Hawley said in an interview Tuesday that lawyers Mark and Patricia McCloskey had “the right to do what they did.”
“Let’s just review the facts: they’re on their own property, they were carrying lawful firearms that they lawfully possessed, and there were trespassers who had broken down a gate and were coming onto their property, and [the] couple said, ‘Get off our property! I mean, don’t hurt us.
Get off of our area!’” the senator said.
“They had every right to do that.”
On top of calling for a probe against St. Louis Circuit Attorney Kim Gardner, who filed the charges against the couple, Hawley calls to have the case dismissed, calling it “plainly contrary to Missouri law and the US Constitution, and sanction the Circuit Attorney’s Office.”
The McCloskeys said they felt threatened when the protesters broke through the gated community to march towards the home of St. Louis Mayor Lyda Krewson.
Joel Schwartz, the defense attorney representing the McCloskeys, called the charges “disheartening,” and said, “I unequivocally believe no crime was committed.”
Missouri Governor Mike Parson said that he would “without a doubt” pardon the couple should they be convicted.
“I will do everything within the Constitution of the State of Missouri to protect law-abiding citizens and those people are exactly that.
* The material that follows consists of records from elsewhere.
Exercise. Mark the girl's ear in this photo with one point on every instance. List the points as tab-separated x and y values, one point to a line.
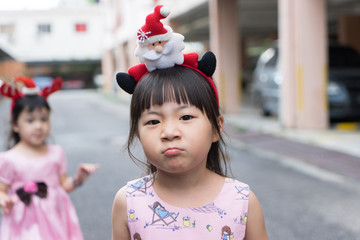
217	135
15	128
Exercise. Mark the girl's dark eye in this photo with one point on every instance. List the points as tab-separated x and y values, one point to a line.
186	117
152	122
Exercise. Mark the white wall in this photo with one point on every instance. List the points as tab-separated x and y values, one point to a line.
63	42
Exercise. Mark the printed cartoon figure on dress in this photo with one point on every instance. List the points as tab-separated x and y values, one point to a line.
33	179
186	192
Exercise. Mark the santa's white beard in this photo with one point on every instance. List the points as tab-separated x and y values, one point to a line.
171	54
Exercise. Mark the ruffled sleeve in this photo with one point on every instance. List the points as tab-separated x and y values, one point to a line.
62	161
6	170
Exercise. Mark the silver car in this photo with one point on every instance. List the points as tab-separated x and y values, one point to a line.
343	86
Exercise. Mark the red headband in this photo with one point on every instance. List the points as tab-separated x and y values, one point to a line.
10	91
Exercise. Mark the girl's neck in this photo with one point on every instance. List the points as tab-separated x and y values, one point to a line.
30	150
188	190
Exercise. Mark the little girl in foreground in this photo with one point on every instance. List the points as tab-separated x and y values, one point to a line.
175	116
33	180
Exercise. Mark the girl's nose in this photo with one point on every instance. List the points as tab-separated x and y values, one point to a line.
170	132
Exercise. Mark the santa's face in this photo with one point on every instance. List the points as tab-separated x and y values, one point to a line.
155	50
162	54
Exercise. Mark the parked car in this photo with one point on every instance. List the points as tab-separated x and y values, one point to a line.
343	86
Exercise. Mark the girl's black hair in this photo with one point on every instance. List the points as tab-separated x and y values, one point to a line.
182	85
29	103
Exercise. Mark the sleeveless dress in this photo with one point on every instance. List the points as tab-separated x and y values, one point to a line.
151	218
49	218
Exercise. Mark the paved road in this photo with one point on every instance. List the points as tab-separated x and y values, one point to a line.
298	203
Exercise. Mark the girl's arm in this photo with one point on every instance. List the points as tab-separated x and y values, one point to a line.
120	230
83	172
6	202
255	226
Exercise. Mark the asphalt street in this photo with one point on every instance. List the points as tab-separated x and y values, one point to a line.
93	127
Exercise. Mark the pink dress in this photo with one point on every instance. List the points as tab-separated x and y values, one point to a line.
50	218
151	218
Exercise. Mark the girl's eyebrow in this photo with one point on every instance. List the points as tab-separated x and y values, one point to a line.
156	112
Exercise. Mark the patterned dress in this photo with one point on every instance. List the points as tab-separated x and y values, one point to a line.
44	218
151	218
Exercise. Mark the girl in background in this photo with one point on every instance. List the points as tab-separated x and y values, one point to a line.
33	180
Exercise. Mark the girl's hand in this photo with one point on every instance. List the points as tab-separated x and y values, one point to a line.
83	172
7	204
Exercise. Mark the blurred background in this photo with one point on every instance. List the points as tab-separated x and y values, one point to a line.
276	56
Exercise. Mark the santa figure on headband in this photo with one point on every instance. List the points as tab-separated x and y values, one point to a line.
158	47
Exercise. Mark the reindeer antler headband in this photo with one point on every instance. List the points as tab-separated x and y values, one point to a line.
158	48
29	88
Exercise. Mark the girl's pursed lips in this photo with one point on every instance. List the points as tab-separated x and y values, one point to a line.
172	151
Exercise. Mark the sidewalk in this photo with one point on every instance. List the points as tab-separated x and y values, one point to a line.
332	150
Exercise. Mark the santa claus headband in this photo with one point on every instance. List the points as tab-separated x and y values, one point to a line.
154	31
27	87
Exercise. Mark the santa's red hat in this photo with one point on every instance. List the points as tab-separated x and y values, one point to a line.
153	30
29	85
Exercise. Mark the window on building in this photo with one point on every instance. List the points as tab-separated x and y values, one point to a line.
44	28
80	27
7	30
They are law-abiding citizens, and they’re being attacked frankly by a political process that’s really unfortunate,” the governor said.
Meanwhile Attorney General Eric Schmitt had asked that the charges be dismissed under the state’s “castle doctrine”, a self-defense law that allows someone to use physical forces to protect their property.
“The right to keep and bear arms is given the highest level of protection in our Constitution and our laws, including the Castle Doctrine, which provides broad rights to Missourians who are protecting their property and lives from those who wish to do them harm,” Schmitt said in a statement.